Knuth's big-chooser matchbox process: the case of many matchboxes

TL;DR

This paper generalizes Knuth's matchbox problem to multiple boxes, deriving generating functions for expected matches remaining, analyzing asymptotic behavior, and connecting the problem to combinatorial structures like Raney numbers and manila folder configurations.

Contribution

It extends Knuth's matchbox problem to many boxes, providing new generating functions, asymptotic analysis, and combinatorial interpretations involving Raney numbers and folder configurations.

Findings

Derived the generating function for the expected residue in multiple matchboxes.

Analyzed the asymptotic behavior of the expected residue for all probabilities p.
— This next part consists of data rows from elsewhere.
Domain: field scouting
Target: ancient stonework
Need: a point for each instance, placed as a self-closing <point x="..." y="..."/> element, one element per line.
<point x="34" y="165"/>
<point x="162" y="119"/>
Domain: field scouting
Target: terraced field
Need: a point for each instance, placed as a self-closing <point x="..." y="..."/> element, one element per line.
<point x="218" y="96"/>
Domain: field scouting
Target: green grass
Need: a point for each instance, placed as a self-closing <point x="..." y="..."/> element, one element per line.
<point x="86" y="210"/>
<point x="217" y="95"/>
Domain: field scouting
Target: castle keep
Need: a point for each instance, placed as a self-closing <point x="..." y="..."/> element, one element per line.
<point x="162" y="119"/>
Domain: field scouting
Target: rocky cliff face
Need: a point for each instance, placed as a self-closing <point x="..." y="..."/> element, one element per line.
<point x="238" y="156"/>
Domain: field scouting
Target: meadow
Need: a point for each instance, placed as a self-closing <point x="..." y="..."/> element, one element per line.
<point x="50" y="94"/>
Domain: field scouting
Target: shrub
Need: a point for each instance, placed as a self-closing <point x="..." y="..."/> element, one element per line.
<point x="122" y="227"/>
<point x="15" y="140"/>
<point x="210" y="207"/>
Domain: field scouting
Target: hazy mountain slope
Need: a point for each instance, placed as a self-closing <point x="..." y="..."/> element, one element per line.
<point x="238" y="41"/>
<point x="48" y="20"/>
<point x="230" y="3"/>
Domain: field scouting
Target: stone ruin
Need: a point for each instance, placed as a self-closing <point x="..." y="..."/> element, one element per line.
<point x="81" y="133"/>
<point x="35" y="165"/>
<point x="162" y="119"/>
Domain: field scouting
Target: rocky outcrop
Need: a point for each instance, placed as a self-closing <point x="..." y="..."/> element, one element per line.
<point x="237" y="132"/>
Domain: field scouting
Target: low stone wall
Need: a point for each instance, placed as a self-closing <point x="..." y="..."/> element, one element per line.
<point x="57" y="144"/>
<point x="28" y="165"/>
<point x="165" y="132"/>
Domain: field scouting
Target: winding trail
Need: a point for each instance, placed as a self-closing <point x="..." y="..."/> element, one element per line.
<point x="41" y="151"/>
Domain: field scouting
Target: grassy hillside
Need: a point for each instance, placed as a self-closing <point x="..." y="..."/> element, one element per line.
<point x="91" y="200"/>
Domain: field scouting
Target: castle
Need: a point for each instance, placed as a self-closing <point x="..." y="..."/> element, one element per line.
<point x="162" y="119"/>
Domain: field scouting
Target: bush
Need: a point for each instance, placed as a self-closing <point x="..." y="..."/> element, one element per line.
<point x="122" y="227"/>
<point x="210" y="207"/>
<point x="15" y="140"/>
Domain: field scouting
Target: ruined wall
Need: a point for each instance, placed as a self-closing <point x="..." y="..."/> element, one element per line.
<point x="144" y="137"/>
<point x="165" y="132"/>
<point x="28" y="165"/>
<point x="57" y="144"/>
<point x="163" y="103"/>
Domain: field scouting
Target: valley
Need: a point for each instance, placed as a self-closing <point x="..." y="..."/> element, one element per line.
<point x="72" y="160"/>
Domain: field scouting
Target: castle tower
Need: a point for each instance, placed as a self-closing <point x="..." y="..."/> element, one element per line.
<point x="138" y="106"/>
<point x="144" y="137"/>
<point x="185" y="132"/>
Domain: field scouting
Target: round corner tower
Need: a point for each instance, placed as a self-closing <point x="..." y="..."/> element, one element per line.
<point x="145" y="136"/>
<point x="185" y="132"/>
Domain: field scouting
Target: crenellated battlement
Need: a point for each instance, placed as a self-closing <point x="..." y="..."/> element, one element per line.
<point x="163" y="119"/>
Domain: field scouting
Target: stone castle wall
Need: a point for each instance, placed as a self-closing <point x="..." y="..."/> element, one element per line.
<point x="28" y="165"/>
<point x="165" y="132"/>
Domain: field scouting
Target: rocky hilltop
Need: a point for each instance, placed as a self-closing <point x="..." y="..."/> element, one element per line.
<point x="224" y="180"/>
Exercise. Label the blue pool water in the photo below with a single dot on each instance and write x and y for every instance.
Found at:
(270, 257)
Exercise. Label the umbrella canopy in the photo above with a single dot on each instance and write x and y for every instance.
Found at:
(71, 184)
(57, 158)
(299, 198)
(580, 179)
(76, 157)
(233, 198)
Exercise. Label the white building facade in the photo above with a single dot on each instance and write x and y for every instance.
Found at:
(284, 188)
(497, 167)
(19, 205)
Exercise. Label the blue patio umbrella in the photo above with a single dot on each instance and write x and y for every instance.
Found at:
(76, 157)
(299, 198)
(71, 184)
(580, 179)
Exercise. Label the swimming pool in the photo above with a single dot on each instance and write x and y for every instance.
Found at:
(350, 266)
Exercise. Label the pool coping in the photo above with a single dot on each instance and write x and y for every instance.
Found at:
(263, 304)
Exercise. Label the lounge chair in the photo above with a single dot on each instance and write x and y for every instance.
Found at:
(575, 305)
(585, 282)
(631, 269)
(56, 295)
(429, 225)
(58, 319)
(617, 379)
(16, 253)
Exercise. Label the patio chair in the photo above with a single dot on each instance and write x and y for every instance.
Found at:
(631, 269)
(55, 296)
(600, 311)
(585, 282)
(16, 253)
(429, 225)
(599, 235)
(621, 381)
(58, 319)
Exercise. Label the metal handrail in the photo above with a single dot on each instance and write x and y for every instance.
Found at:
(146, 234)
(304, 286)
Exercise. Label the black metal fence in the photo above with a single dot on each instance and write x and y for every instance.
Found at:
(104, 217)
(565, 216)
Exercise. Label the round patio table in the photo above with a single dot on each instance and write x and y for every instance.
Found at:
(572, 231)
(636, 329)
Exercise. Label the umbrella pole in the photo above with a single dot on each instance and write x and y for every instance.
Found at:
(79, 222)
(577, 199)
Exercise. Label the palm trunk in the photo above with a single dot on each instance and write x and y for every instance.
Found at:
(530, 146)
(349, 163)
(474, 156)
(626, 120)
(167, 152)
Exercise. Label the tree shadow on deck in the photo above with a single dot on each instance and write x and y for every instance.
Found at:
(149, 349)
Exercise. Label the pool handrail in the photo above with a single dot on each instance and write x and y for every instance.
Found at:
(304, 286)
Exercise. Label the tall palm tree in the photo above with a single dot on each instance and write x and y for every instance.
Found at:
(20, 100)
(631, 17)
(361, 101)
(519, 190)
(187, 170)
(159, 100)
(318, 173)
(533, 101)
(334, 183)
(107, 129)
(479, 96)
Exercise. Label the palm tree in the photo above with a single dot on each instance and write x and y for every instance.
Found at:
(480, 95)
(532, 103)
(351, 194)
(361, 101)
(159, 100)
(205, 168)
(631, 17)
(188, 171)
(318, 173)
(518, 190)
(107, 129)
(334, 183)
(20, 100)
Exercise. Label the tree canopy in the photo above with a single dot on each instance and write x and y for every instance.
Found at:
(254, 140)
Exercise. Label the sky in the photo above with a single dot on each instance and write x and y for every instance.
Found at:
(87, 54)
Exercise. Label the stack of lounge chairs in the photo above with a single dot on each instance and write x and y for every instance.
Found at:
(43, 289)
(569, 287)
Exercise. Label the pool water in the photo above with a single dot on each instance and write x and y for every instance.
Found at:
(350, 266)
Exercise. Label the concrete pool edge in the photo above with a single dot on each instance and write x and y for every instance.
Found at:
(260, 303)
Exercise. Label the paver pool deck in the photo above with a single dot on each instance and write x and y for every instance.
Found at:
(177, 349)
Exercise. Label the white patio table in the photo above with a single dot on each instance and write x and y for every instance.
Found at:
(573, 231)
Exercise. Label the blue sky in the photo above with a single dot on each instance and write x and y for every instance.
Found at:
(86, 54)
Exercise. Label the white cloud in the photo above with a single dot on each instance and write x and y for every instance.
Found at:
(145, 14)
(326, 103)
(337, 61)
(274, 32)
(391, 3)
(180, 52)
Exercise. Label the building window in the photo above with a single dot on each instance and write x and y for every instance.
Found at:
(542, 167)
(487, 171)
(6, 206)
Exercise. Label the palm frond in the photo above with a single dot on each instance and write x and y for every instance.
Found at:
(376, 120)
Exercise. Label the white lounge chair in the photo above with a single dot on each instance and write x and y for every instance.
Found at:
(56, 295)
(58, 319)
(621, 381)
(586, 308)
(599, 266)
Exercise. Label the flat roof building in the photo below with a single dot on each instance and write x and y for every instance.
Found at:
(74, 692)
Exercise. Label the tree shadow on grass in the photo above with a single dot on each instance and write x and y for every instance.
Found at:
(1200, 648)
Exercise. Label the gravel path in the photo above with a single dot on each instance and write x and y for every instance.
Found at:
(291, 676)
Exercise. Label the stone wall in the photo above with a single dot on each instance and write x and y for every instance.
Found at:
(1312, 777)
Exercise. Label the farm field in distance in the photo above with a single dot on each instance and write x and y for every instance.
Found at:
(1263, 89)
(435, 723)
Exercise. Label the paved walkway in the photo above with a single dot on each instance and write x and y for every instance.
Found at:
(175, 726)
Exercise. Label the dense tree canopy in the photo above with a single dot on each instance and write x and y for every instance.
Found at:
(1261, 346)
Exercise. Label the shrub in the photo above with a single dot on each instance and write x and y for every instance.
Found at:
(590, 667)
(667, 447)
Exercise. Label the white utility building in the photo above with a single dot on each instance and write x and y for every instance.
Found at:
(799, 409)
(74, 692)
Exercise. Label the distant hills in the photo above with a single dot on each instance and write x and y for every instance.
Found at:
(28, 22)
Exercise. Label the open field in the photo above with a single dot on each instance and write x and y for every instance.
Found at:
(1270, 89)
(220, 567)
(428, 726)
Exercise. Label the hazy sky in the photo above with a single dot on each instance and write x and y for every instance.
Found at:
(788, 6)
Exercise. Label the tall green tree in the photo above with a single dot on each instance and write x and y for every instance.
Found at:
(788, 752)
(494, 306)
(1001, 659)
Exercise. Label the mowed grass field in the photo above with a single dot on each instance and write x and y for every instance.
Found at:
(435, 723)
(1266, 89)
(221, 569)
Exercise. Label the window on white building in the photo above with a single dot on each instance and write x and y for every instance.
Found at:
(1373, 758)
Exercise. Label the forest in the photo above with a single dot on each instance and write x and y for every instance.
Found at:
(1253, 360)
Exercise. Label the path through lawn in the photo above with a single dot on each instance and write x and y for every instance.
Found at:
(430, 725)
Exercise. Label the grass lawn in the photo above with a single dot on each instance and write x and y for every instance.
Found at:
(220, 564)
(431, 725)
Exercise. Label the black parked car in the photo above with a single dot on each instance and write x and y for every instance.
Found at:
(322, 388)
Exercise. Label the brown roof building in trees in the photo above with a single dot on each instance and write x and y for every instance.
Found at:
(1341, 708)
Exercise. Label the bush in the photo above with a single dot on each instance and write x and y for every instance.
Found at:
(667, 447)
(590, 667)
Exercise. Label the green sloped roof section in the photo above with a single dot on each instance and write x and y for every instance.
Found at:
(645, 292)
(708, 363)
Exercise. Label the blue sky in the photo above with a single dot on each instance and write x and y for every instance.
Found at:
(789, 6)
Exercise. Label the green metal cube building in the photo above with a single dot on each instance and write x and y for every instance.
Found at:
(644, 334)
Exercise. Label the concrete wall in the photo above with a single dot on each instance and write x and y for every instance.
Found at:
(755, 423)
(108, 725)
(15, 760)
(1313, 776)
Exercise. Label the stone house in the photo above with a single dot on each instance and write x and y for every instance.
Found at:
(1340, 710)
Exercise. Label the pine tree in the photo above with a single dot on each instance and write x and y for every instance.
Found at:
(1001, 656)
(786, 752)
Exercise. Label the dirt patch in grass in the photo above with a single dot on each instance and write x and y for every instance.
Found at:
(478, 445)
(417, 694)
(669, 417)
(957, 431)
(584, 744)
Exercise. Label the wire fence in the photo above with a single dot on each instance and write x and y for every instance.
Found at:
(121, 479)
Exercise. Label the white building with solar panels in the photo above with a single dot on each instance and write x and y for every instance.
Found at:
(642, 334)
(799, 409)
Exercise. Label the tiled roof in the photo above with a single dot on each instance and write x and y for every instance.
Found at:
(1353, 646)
Connected the problem to combinatorial structures, enabling closed-form expressions for certain probabilities.

Abstract

Banach's matchbox problem considers the setting of two matchboxes that each initially contain the same number of matches. Boxes are chosen with equal probability and a match removed each time. The problem concerns the law of the number of matches remaining in one box once the other box empties. Knuth considered a generalization of this problem whereby `big-choosers' arrive with probability $p$ and remove a match from the box with the most number remaining, and `little-choosers' arrive with probability $1-p$ and remove a match from the box with the least number remaining. In this paper we consider Knuth's generalization for the case of $k$ matchboxes. We determine the generating function for the expected number of matches remaining in $k-1$ matchboxes once a box first empties, a quantity we refer to as the `residue'. Interestingly, this generating function is a quotient whose denominator contains a generating function for a special case of the Raney numbers. The form for this generating function allows us to give an expression for the expected residue in terms of a sum that involves diagonal state return probabilities, where a diagonal state is a configuration in which all matchboxes each contain the same number of matches. We use analytic techniques to determine the asymptotic behaviour of this expected value for all values of $p$, which involves the study of an asymmetric random walk. We also consider the expected value of the order of the first return to a diagonal state and determine its asymptotic behaviour. The coefficients of the diagonal state probability generating function are shown to be related to `manila folder configurations in a filing cabinet', and we make this connection precise. This allows us to use known results for the enumeration of such manila folder configurations to give a closed form expression for the diagonal state return probabilities.